In the Germanistic reception since the 1960s, workers were seen to have a strong affinity for fascism and National Socialism . Armin Mohler declared the concept of “heroic realism”, which formed a central category of the worker , to be the “model” of the “ conservative revolution ”. He wanted to rehabilitate the "Conservative Revolution". For Lothar Baier , the worker was “a kind of magna charta of the conservative revolution ”, not as an analysis but as the “result of an alchemistic synthesis: the Bolshevism of the first five-year plan , the practices of Japanese imperialism and the organization of the German war economy were mixed up . Incidentally, Jünger did not work out the mixing ratio himself, but copied it from Spengler and Niekisch . ”For Karl Prümm and Jürgen Manthey , the structures of the Nazi state were anticipated in the essay . Fritz J. Raddatz saw the "Constitution of National Socialism" in the worker . Uwe Ketelsen read the essay “as the draft of an aesthetic fascist modernity concept”.

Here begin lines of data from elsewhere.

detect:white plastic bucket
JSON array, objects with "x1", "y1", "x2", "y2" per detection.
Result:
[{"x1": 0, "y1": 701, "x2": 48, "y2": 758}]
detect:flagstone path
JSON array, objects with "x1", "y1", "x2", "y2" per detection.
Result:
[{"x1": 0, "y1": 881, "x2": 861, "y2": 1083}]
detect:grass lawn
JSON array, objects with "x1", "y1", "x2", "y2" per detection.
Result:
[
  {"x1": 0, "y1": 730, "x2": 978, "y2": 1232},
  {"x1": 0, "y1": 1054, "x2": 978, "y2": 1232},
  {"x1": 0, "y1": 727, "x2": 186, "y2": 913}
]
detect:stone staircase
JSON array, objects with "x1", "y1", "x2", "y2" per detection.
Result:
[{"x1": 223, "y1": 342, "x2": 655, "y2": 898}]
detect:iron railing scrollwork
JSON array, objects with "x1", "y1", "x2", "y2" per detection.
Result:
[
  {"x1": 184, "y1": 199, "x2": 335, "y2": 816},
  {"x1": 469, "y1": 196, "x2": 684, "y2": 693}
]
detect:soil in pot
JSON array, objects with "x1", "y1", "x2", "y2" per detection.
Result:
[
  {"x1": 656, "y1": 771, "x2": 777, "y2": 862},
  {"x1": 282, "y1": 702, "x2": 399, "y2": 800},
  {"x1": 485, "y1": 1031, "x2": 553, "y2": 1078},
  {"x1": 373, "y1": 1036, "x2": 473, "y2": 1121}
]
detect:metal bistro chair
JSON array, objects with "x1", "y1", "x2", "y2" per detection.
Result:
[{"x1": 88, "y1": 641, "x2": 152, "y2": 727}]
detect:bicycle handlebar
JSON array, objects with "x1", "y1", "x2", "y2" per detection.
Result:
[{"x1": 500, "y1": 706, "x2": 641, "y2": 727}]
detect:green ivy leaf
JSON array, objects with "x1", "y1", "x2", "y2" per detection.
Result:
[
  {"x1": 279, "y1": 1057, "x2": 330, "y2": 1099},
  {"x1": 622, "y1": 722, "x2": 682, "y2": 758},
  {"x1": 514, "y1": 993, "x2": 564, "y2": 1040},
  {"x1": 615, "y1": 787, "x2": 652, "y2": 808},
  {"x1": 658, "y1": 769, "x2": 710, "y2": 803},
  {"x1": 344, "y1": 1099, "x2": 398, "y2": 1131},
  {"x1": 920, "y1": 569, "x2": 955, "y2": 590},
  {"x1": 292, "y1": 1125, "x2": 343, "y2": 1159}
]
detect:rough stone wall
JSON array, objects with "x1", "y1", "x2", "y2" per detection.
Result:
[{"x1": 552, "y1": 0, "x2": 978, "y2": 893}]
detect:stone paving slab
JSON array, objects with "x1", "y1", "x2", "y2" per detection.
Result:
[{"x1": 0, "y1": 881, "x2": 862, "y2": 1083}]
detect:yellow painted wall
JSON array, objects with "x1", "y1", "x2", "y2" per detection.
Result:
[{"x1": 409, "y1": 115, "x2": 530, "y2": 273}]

Helmuth Kiesel admits that the worker represents a totalitarian concept that the National Socialists could also use. A review in the Völkischer Beobachter in 1932 was very unfriendly. Kiesel agrees with Stefan Breuer , according to which the will to “a hierarchical, authoritarian, dictatorial state” speaks from the worker , “in which the individual should be completely absorbed by the organization, but still a state that would be everything the Nazi regime was not: unity, organization, discipline, a structure with fixed responsibilities and thus also a certain responsibility ”. Jünger did not campaign for a terrorist rule, said Kiesel, and also did not recommend the extermination of certain "races" or "classes". In 1932, Jünger believed in the possibility of remedying the needs and injustices of the time with technocratic means.

literature

swell

Secondary literature

  • Jürgen Brokoff: The worker. Dominion and Shape (1932) . In: Matthias Schöning (Ed.): Ernst Jünger-Handbuch. Life - work - effect . Metzler, Stuttgart 2014, pp. 105–116.
  • Steffen Martus : Ernst Jünger. Metzler Verlag, Stuttgart 2001, ISBN 978-3476103338 .

Web links

Individual evidence

  1. ^ Armin Mohler: The Conservative Revolution in Germany 1918-1932, Darmstadt 1989, p. 125f.
  2. Jürgen Brokoff: The worker. Dominion and Shape (1932) . In: Matthias Schöning (Ed.): Ernst Jünger-Handbuch. Life - work - effect . Metzler, Stuttgart 2014, p. 115.
  3. Quoted from Steffen Martus: Ernst Jünger . Stuttgart 2001, p. 88.
  4. See Steffen Martus: Ernst Jünger . Stuttgart 2001, p. 89.
  5. Ernst Jünger: The worker. Rule and form. Klett-Cotta, Stuttgart 1982, p. 7.
  6. ^ Helmuth Kiesel: Ernst Jünger. The biography. Siedler, Munich 2007, pp. 394–396.
  7. ^ Helmuth Kiesel: Ernst Jünger. The biography. Siedler, Munich 2007, p. 395.
  8. Nadja Thomas: "The revolt against the secondary world". Botho Strauss and the “Conservative Revolution” . Königshausen & Neumann, Würzburg 2004, p. 130 f.
  9. ^ Lothar Baier: Ernst Jünger and Weimar . In: Streit-Zeit-Schrift , Volume VI, 1 (September 1968), p. 33 f.
  10. Jürgen Brokoff: The worker. Dominion and Shape (1932) . In: Matthias Schöning (Ed.): Ernst Jünger-Handbuch. Life - work - effect . Metzler, Stuttgart 2014, p. 115.
  11. ^ Helmuth Kiesel: Ernst Jünger. The biography. Siedler, Munich 2007, p. 396.
  12. Uwe-Karsten Ketelsen: Ernst Jünger's »Der Arbeiter« - a fascist modernity concept. In: Ders., Literature and Third Reich . SH-Verlag, Schernfeld 1992, p. 259.
  13. ^ Helmuth Kiesel: Ernst Jünger. The biography. Siedler, Munich 2007, p. 397.
  14. ^ Helmuth Kiesel: Ernst Jünger. The biography. Siedler, Munich 2007, p. 397 f.